It commenced to rain and she put up her umbrella. It was old, and in it were several slits.
I was in half a mind to raise my hat, wish her good-evening, and inquire if she were there in response to the advertisement addressed to Nello, yet on reflection I saw that such a movement would be very indiscreet, and that if she were really there as Nello’s representative then I could gain more by watching her. So, unnoticed, I stood within the station, my back turned to her, and my head buried in an evening paper. To her I was, I suppose, only an ordinary working-man, and if I had approached her she would have at once snubbed me.
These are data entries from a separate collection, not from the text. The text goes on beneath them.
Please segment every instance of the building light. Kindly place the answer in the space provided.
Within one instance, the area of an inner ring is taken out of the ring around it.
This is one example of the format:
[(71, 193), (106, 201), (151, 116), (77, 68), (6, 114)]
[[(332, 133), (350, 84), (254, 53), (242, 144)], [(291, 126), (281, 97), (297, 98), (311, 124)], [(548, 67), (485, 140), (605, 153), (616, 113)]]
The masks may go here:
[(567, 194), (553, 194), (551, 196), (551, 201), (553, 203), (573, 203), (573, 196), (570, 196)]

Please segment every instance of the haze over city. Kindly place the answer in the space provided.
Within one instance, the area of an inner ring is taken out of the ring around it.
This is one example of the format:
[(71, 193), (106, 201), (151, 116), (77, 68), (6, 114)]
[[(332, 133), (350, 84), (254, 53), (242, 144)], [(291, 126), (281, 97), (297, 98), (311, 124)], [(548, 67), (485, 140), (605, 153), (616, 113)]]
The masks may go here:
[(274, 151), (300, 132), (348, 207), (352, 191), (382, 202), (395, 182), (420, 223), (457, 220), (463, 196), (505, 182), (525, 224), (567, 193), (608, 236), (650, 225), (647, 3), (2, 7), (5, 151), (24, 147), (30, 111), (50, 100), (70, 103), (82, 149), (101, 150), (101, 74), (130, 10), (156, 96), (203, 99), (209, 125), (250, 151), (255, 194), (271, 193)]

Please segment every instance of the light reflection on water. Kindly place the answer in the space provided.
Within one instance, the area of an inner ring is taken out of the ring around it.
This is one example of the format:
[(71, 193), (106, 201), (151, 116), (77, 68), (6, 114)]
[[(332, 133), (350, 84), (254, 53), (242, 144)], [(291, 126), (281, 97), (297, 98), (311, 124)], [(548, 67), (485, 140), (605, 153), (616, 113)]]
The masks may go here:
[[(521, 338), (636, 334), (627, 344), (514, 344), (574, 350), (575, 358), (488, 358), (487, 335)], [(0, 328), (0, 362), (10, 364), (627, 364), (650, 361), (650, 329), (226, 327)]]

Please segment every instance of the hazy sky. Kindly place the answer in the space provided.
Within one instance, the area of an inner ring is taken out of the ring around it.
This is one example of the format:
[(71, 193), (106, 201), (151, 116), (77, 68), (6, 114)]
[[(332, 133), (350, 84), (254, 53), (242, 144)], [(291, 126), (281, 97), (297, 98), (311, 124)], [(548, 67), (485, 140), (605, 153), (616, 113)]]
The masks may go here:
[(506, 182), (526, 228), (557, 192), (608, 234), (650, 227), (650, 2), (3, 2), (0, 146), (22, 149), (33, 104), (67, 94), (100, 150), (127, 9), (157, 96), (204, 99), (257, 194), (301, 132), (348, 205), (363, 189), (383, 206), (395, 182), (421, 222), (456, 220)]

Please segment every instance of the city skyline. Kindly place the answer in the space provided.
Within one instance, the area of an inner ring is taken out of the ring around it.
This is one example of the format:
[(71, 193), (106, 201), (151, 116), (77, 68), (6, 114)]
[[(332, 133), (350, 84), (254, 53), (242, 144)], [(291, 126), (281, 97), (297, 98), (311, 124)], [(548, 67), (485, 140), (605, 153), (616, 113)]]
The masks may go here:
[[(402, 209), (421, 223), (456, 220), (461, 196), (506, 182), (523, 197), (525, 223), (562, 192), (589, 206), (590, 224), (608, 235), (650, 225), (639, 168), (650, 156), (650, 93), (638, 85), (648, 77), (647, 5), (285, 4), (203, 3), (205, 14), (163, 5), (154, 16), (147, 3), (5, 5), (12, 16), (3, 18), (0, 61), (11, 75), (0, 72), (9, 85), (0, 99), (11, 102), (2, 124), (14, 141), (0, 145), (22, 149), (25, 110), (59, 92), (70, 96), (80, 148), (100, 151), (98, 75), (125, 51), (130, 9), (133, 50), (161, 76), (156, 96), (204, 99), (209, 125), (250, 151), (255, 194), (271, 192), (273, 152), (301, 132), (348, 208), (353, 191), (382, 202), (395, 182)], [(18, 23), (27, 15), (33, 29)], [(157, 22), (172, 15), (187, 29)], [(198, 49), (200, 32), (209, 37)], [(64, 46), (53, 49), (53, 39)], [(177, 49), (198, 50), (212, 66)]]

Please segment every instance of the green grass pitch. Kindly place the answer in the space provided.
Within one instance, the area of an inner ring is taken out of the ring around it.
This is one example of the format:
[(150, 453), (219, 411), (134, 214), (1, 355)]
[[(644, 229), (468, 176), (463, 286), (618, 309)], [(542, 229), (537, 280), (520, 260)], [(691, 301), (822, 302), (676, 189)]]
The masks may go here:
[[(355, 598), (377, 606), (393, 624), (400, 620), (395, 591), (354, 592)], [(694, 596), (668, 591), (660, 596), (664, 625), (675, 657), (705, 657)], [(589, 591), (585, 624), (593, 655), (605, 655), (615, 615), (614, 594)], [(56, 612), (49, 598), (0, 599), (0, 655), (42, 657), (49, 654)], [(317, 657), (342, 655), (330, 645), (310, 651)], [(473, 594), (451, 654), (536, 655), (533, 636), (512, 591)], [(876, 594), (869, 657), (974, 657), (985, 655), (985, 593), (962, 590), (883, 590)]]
Fortunately I so constantly changed my position that she never gave me a look, and was entirely unconscious of being watched. Greater part of the time I stood apart some distance, on the opposite side of the street at the corner of York Place.
From the eager way in which she watched every female approaching, I knew that she was waiting for a woman.
At last she became convinced that her vigil was in vain. The rain had ceased, she closed her umbrella and entered an omnibus which had pulled up before the station, and an instant afterwards moved on towards the Edgware Road.
It passed close to where I was standing on the kerb, and a few moments afterwards I was in a hansom following it at a respectable distance, my head again hidden in a newspaper. Down Edgware Road, past the Marble Arch and along Park Lane we went to Victoria Station, where the dark-eyed girl alighted, and entering the Chatham and Dover terminus passed through the barrier with the return half of a first-class ticket.
Without reflection I went to the booking-office, obtained a third for Loughborough Junction, a station through which most trains passed, and five minutes later was seated in a compartment near her. If she had really responded to my invitation, then it was my duty to discover her destination and learn something concerning her.
For half an hour I sat in the train looking out at every stopping-place, but seeing nothing of her.
At last, at a half-lit suburban station she descended and hurried out. I followed quickly, handing the collector a two-shilling piece as excess fare.
I glanced at the name on the station lamp. It was Lordship Lane.